Political feasibility: Very low. The wholesale tax generates $150-200M annually that funds state programs. Legislators won't surrender this revenue voluntarily.

3. Vertical Integration Incentives

Allow and encourage vertical integration to reduce costs and improve margins during consolidation. Operators that control cultivation, processing, and retail can better survive margin compression.

Political feasibility: Medium. This may happen organically through distressed asset acquisitions regardless of policy changes.

4. Voluntary License Buyback Program

Establish a state-funded program to purchase licenses from operators willing to exit voluntarily, reducing excess capacity before the consolidation forces involuntary exits.

Political feasibility: Very low.
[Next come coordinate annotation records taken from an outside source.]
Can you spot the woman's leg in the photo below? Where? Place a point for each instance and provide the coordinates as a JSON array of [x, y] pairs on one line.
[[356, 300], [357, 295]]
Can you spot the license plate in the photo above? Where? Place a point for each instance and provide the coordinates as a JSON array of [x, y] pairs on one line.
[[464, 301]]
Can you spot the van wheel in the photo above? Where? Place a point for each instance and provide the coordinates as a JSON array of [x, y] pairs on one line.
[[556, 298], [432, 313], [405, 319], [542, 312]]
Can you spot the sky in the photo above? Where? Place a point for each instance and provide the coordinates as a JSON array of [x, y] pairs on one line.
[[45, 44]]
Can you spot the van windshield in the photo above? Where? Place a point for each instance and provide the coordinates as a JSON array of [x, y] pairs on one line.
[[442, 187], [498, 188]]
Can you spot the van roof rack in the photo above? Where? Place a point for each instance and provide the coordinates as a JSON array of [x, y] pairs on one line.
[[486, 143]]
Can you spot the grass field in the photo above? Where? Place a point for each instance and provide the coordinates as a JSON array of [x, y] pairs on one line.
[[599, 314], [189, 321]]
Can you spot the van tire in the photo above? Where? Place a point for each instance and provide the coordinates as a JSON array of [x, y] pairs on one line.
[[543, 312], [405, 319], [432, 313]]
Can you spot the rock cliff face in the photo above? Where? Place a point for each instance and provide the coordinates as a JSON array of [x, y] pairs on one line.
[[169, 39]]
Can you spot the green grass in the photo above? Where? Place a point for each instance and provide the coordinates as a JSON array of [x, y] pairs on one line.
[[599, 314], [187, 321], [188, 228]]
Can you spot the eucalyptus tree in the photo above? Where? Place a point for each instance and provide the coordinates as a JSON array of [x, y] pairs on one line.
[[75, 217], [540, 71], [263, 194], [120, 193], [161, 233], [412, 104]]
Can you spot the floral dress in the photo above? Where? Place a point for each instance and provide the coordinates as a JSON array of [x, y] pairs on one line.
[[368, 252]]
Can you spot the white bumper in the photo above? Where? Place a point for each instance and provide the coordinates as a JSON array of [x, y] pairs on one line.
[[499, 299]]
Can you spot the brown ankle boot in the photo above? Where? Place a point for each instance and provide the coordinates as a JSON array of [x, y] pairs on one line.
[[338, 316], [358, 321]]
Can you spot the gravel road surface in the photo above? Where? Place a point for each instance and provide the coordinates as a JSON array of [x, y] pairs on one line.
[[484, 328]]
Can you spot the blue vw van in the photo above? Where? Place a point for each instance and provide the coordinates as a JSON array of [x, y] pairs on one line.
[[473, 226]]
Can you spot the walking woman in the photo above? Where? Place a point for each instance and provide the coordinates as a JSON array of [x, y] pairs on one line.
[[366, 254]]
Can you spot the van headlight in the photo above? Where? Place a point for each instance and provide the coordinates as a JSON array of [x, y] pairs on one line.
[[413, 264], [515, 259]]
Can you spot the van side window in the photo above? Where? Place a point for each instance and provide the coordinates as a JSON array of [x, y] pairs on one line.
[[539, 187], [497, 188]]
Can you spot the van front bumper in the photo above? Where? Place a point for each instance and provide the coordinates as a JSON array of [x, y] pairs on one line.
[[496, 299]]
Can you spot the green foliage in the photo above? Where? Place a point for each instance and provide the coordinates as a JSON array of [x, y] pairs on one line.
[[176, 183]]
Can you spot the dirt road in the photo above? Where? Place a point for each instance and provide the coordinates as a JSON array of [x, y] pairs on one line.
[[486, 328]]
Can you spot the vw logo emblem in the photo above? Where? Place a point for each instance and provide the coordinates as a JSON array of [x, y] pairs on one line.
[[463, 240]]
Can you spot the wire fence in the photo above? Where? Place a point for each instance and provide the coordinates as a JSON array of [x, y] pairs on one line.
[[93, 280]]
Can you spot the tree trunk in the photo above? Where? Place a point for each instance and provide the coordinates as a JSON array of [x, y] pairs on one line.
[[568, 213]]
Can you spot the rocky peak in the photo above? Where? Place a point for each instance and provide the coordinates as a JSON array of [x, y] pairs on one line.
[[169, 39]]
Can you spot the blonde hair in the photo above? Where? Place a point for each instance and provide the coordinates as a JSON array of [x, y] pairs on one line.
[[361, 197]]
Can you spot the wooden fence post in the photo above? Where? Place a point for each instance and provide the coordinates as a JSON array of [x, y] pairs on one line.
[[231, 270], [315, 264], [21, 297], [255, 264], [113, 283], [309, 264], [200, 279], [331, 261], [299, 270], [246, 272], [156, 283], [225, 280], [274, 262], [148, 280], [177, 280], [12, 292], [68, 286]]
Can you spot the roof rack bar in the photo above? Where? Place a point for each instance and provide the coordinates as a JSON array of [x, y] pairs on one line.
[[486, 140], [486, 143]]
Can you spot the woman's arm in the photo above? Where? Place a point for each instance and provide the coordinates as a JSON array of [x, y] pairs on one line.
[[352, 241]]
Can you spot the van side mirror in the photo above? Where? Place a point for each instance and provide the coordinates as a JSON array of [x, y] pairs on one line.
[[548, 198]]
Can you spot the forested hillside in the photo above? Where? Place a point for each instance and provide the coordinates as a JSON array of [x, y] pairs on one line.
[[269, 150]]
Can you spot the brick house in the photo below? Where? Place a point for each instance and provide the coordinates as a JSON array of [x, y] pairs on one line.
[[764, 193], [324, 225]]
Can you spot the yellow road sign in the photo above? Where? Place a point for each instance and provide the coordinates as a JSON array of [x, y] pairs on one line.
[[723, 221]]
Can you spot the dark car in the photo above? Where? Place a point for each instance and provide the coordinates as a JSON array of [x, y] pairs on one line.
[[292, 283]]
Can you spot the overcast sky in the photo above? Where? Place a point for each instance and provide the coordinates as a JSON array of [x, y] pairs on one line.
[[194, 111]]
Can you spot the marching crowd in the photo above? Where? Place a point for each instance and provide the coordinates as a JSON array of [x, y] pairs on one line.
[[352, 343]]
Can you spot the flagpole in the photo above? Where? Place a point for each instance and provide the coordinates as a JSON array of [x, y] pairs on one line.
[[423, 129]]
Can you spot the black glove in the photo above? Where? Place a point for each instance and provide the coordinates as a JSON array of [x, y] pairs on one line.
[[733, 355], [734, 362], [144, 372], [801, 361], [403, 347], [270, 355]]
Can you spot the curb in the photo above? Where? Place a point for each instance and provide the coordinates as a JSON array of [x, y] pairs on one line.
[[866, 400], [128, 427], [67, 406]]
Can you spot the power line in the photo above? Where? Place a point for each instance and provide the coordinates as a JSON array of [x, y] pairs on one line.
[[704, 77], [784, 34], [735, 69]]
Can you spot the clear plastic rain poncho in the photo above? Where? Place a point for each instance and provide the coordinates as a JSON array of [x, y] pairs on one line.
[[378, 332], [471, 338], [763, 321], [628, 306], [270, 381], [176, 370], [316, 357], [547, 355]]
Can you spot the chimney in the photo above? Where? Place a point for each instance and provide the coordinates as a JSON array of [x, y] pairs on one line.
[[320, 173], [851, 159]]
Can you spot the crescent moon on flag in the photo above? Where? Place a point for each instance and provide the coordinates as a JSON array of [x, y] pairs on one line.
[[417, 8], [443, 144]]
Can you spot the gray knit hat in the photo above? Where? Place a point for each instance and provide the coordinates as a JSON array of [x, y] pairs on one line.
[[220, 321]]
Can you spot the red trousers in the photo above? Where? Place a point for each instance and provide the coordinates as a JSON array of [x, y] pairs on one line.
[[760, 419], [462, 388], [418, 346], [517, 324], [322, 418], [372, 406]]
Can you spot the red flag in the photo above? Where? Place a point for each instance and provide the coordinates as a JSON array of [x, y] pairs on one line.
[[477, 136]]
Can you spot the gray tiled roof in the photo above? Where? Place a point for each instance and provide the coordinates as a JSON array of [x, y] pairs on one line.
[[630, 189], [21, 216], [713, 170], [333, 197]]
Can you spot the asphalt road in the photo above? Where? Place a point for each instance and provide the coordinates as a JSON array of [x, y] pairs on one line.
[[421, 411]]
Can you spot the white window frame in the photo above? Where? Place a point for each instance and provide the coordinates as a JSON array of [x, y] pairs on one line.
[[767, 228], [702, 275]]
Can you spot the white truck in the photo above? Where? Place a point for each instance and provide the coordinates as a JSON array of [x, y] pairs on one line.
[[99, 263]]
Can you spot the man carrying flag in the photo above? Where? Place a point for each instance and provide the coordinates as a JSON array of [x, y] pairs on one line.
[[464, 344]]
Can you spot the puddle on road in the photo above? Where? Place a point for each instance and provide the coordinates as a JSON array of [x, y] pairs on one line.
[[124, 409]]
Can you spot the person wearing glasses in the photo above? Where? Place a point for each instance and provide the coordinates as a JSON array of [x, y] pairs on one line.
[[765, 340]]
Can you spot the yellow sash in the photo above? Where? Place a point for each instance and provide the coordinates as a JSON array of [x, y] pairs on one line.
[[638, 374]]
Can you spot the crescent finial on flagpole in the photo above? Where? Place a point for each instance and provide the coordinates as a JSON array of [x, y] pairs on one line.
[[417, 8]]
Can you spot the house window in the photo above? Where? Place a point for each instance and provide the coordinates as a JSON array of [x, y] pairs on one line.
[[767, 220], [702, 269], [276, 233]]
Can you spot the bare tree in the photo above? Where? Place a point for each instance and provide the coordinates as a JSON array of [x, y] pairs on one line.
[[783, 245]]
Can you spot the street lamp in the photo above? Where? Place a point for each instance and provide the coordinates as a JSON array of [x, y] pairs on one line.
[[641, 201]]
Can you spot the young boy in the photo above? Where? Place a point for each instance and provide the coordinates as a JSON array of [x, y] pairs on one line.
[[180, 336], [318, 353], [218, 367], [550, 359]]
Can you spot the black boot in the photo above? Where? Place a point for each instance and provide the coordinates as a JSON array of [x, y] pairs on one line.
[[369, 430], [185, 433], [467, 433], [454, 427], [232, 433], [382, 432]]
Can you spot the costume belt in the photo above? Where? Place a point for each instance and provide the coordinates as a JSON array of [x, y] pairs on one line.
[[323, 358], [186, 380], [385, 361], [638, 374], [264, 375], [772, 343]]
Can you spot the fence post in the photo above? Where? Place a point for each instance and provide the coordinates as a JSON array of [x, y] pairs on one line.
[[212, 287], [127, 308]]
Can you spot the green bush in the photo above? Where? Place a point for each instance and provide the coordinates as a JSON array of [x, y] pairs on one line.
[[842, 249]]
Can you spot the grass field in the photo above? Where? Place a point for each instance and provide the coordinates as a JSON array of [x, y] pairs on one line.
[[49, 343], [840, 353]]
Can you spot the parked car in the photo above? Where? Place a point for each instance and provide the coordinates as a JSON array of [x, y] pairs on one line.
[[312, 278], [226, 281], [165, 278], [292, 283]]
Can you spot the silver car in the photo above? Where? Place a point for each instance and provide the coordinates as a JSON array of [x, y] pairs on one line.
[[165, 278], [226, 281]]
This requires substantial state funding ($100-300M) that doesn't exist in budget projections.

5. Gradual Capacity Reduction Requirements

Mandate 10-15% annual reductions in licensed capacity beginning in 2026, spreading the consolidation over 4-5 years rather than concentrating it in 2027-2029.

Political feasibility: Very low. This picks winners and losers through government intervention rather than market forces.
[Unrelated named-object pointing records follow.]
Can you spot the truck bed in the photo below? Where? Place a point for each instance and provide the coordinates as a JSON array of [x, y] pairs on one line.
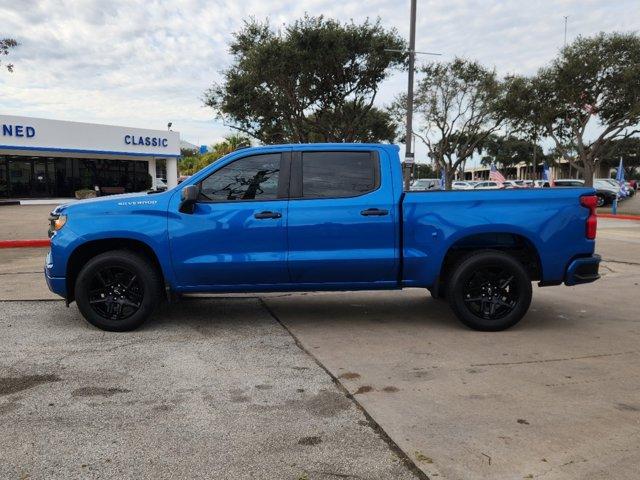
[[437, 223]]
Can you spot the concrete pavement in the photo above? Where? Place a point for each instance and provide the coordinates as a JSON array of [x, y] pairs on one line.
[[209, 389], [555, 397]]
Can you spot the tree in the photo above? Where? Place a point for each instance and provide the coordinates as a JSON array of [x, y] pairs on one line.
[[626, 148], [456, 105], [588, 97], [509, 150], [317, 80], [194, 162], [6, 44]]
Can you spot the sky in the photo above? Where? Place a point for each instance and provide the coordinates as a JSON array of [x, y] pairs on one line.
[[146, 63]]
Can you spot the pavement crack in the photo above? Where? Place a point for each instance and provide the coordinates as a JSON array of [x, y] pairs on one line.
[[393, 446], [550, 360]]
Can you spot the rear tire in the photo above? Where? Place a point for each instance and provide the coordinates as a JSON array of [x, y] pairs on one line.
[[118, 290], [489, 291]]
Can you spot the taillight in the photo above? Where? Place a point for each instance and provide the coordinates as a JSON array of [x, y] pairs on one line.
[[590, 202]]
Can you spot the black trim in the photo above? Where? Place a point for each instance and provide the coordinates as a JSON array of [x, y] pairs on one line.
[[295, 190], [401, 241]]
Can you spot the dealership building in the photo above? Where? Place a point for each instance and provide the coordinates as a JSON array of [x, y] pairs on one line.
[[53, 158]]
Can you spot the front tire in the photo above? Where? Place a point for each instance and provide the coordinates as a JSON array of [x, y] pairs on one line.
[[117, 290], [489, 291]]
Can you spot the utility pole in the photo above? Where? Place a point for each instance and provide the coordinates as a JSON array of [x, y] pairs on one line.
[[409, 156], [565, 45]]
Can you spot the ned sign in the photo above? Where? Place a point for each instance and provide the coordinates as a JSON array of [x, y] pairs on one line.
[[9, 130]]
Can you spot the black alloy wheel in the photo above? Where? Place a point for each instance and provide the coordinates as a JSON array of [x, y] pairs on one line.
[[118, 290], [489, 290], [115, 293]]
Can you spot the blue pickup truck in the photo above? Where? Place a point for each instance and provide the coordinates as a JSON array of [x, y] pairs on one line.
[[319, 217]]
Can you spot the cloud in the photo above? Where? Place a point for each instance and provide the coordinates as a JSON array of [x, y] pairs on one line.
[[146, 63]]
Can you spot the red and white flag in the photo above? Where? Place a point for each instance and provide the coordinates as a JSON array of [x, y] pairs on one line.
[[495, 175]]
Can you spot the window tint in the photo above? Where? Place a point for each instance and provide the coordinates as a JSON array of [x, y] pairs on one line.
[[338, 174], [250, 178]]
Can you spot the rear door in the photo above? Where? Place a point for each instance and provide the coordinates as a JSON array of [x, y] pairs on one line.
[[341, 220]]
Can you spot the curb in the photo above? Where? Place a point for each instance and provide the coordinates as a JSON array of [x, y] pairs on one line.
[[620, 217], [24, 243]]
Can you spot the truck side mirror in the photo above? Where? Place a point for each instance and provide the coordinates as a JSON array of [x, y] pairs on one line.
[[188, 198]]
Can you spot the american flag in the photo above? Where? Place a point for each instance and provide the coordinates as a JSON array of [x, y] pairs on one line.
[[495, 175]]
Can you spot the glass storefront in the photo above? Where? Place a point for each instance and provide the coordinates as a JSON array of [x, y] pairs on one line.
[[22, 176]]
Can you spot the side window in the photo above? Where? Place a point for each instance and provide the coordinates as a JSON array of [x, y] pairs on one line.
[[338, 174], [249, 178]]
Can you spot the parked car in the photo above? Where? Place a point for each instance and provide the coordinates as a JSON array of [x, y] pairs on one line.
[[607, 191], [511, 184], [489, 185], [319, 217], [459, 185], [425, 184]]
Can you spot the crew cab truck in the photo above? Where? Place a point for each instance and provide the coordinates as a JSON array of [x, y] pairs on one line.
[[319, 217]]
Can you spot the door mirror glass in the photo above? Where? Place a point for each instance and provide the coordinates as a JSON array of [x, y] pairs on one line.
[[188, 198]]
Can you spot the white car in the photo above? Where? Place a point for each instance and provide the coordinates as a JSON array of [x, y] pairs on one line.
[[511, 184], [488, 185], [425, 184], [458, 185]]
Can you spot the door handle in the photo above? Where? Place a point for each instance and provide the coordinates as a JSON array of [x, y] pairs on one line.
[[374, 212], [267, 214]]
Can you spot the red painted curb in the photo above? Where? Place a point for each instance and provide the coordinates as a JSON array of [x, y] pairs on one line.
[[620, 217], [24, 243]]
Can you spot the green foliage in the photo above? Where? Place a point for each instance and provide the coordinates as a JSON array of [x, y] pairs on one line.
[[192, 163], [509, 151], [626, 148], [6, 44], [593, 85], [316, 80], [456, 106]]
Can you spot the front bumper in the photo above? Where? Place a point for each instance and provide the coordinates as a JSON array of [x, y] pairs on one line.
[[57, 285], [583, 270]]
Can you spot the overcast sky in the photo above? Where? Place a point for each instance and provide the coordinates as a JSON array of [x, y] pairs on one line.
[[144, 63]]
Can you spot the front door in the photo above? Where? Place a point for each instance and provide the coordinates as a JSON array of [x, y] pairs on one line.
[[237, 233], [342, 225]]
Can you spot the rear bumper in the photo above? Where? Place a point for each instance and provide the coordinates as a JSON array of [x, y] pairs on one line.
[[583, 270]]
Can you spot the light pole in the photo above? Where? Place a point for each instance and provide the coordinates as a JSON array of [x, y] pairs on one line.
[[409, 157]]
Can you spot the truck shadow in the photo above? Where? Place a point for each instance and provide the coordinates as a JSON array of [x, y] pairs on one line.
[[410, 308]]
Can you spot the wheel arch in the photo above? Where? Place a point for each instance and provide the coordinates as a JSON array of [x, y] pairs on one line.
[[517, 245], [84, 252]]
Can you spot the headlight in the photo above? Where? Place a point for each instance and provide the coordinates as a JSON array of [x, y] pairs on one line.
[[56, 222], [59, 222]]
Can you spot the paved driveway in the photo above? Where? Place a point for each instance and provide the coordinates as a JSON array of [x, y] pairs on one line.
[[209, 389]]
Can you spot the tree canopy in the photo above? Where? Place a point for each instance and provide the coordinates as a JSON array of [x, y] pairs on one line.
[[588, 97], [6, 45], [316, 80], [456, 111], [509, 150]]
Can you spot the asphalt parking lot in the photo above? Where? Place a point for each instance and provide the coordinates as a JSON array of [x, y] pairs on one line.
[[325, 385]]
The reality: Michigan will implement none of these policies. The consolidation will occur through market forces—loan defaults, bankruptcies, asset sales, and license surrenders. It will be painful, rapid, and concentrated among small operators with high leverage and limited capital reserves.

The Lesson for Other States

Michigan's experience provides a clear lesson for states considering legalization:

License for resident demand, not apparent market size.

When bordering prohibition states, inflated sales figures represent temporary export demand that will vanish when those neighbors legalize. Issuing licenses based on this inflated demand creates structural over-capacity that must be purged through painful consolidation.

States should:

  1. Calculate expected resident consumption using validated baselines (0.50-0.65 g/day flower) or 1.0/g daily includes all forms of ingestion
  2. Add reasonable buffer for tourism and market growth (5-10%)
  3. Issue licenses based on this conservative figure
  4. Implement adaptive licensing that scales with demonstrated demand

Michigan got cannabis policy right: competitive taxation, strong access, reasonable regulations. But the state over-licensed by 60-70% because policymakers mistook temporary export demand for sustainable resident consumption.

The result will be the worst consolidation in U.S. cannabis history—1,400-1,600 license failures, $1-3B in capital destruction, and a market that contracts from $3.17B to $1.20B in just 2-3 years.

The consumption data proved it. Michigan sells 1.50 grams per day per consumer—2.5x the validated baseline. That's not biological variance. It's export. And when Ohio, Indiana, and Wisconsin legalize, that export vanishes.

Michigan's cannabis industry is heading for a reckoning. The only question is how many operators survive it.